The Williams sisters arrived toward the end of the roast, which by that point had already featured Tom Brady earning MVP honours from the crowd with a set of precisely targeted burns. Serena and Venus brought a different energy — warm, confident, and armed with one good joke and the authority to land it. Venus opened with genuine affection: love for Hart, love for the room. Then Serena stepped to the microphone and deployed the line that any tennis player knows by memory but that lands differently when the person saying it has won 23 Grand Slam singles titles: in tennis, love means nothing. The room understood. They presented Hart with a G.O.A.T. ring — the appropriate gift from two of the greatest athletes in the history of their sport — and ushered him off the podium with the same comfortable authority they have brought to every court they have ever stood on.

Serena Williams retired from professional tennis in 2022 after a career that reshaped what was possible at the highest level of the sport. Twenty-three Grand Slam singles titles. Four Olympic gold medals. A serve, a forehand, and a competitive instinct that defined the standard for a generation of players who followed her. Since retirement she has continued building the commercial and philanthropic interests she developed in parallel with her playing career — Serena Ventures, her investment firm; her fashion line; and the kind of high-profile appearances at events like the Kevin Hart roast that reflect a public figure who has lost none of her presence after stepping away from the sport that made her famous.

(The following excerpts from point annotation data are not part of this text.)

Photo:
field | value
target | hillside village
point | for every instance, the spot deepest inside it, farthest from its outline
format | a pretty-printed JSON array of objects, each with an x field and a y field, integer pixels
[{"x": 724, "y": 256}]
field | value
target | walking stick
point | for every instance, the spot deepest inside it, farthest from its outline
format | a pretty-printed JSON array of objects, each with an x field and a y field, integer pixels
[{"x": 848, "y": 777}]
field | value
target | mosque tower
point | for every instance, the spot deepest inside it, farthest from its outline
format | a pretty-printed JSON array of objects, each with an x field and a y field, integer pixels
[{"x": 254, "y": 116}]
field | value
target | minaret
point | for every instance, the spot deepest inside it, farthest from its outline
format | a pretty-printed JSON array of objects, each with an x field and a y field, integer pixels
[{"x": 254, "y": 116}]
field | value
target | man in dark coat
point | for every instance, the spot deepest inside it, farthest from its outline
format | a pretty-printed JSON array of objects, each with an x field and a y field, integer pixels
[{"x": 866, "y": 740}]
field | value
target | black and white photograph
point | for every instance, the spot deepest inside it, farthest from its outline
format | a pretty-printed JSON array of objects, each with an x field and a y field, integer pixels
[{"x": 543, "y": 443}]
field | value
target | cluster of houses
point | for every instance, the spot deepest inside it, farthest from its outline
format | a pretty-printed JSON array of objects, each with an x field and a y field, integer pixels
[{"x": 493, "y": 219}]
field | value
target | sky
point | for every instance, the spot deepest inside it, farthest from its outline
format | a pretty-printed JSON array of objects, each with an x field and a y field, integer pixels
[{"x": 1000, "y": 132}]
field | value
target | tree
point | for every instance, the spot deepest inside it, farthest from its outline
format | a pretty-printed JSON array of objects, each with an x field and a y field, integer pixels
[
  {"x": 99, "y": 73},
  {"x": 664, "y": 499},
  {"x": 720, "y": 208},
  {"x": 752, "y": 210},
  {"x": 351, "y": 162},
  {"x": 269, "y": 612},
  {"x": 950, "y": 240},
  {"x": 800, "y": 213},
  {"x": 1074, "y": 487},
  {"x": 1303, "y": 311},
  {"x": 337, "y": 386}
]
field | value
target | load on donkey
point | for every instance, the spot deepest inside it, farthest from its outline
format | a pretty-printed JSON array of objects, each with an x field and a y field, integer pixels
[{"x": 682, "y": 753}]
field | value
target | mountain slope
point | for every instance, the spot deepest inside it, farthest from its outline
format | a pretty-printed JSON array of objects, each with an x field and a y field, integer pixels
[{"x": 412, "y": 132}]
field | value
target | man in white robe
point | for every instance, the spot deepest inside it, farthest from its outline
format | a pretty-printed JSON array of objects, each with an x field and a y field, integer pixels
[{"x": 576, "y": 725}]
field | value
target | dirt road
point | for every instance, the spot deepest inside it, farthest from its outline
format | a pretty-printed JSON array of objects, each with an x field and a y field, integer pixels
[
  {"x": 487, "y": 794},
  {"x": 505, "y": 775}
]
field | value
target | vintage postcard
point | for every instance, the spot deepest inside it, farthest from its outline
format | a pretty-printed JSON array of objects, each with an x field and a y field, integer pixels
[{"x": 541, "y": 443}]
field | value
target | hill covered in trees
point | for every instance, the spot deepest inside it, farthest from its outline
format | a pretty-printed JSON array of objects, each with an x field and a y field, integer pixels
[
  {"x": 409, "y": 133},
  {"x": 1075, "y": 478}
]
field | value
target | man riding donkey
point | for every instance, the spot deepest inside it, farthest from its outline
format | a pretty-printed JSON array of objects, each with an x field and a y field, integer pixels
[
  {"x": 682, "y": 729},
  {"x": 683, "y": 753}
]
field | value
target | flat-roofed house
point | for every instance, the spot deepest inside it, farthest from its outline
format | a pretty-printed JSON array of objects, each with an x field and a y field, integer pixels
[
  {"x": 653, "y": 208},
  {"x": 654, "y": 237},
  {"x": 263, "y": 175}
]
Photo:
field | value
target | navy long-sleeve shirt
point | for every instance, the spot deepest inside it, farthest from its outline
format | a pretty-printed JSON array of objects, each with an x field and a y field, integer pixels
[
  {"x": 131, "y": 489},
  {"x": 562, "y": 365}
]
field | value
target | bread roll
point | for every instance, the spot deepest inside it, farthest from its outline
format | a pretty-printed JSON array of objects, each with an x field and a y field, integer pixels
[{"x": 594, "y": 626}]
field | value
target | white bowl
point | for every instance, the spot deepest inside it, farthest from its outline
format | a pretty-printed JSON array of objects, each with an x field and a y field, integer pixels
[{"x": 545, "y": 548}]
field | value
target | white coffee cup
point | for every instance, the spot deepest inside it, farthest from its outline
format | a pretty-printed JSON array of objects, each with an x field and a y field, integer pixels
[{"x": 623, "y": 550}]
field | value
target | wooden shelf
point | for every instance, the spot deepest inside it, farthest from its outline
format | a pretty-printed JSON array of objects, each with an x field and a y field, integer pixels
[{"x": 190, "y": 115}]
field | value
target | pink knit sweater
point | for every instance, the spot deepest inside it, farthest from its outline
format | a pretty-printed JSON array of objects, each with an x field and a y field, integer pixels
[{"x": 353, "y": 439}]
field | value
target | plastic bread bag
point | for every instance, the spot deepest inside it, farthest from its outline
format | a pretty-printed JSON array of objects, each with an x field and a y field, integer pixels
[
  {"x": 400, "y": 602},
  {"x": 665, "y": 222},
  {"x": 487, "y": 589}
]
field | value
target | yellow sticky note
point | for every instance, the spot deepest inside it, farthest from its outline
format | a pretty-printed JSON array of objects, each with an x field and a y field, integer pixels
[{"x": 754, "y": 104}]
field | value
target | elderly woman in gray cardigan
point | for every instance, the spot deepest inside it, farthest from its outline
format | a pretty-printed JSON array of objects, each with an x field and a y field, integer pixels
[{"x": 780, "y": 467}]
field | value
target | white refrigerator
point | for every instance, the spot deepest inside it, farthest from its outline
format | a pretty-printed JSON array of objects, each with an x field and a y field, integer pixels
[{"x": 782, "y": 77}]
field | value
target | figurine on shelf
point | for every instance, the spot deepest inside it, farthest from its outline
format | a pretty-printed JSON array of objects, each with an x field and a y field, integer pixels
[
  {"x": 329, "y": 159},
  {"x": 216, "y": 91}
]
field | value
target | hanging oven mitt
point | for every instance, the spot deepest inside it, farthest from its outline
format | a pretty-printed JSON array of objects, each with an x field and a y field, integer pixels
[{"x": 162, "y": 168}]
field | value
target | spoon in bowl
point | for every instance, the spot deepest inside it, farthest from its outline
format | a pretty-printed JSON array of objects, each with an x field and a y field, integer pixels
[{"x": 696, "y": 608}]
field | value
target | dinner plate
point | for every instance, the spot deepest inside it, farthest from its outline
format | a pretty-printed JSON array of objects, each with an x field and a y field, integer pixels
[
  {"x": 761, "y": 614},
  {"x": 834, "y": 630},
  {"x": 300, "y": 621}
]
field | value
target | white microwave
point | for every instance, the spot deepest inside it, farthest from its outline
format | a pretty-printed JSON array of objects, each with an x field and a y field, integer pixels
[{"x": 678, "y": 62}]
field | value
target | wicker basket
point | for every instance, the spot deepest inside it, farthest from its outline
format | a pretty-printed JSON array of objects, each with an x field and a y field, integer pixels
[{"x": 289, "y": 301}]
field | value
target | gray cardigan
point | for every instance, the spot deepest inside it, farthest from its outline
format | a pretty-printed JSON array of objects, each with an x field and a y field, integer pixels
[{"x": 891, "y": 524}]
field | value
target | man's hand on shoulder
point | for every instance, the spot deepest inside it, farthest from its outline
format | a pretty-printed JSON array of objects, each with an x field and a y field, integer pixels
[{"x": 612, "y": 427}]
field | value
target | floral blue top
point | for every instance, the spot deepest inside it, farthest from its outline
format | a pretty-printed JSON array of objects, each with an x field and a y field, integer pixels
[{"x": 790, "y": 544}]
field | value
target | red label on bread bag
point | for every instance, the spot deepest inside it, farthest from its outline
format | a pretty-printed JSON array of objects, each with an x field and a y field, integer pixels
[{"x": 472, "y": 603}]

“As you know, in tennis, love means nothing.” — Serena Williams, Netflix Roast of Kevin Hart, May 10, 2026


Timepiece

Audemars Piguet Royal Oak Frosted Gold Double Balance Wheel Openworked

The Royal Oak was designed by Gérald Genta and introduced in 1972 as a deliberate disruption: a steel sports watch priced above gold dress watches, with an octagonal bezel secured by eight exposed screws and an integrated bracelet that had never been attempted at that price point. It has since become the most influential luxury sports watch in history. Audemars Piguet, founded in 1875 in Le Brassus, Switzerland, remains family-controlled and independent — producing each Royal Oak in its Le Brassus manufacture with a degree of finishing that the case architecture was specifically designed to display.

The Frosted Gold finish was developed by AP in collaboration with Florentine jeweller Carolina Bucci, who introduced the ancient Florentine gold-hammering technique — in which thousands of tiny indentations are hand-applied to the gold surface, creating a texture that scatters light rather than reflecting it directly. The result is a shimmer that catches every angle of light without the blinding flash of polished gold. Applied to the Openworked Royal Oak — where the dial is removed entirely to expose the double balance wheel movement beneath — the Frosted Gold finish turns the watch into a moving light sculpture. The double balance wheel in AP's Calibre 3132 provides improved accuracy through redundancy: two balance wheels linked by a differential gear, averaging their respective oscillations.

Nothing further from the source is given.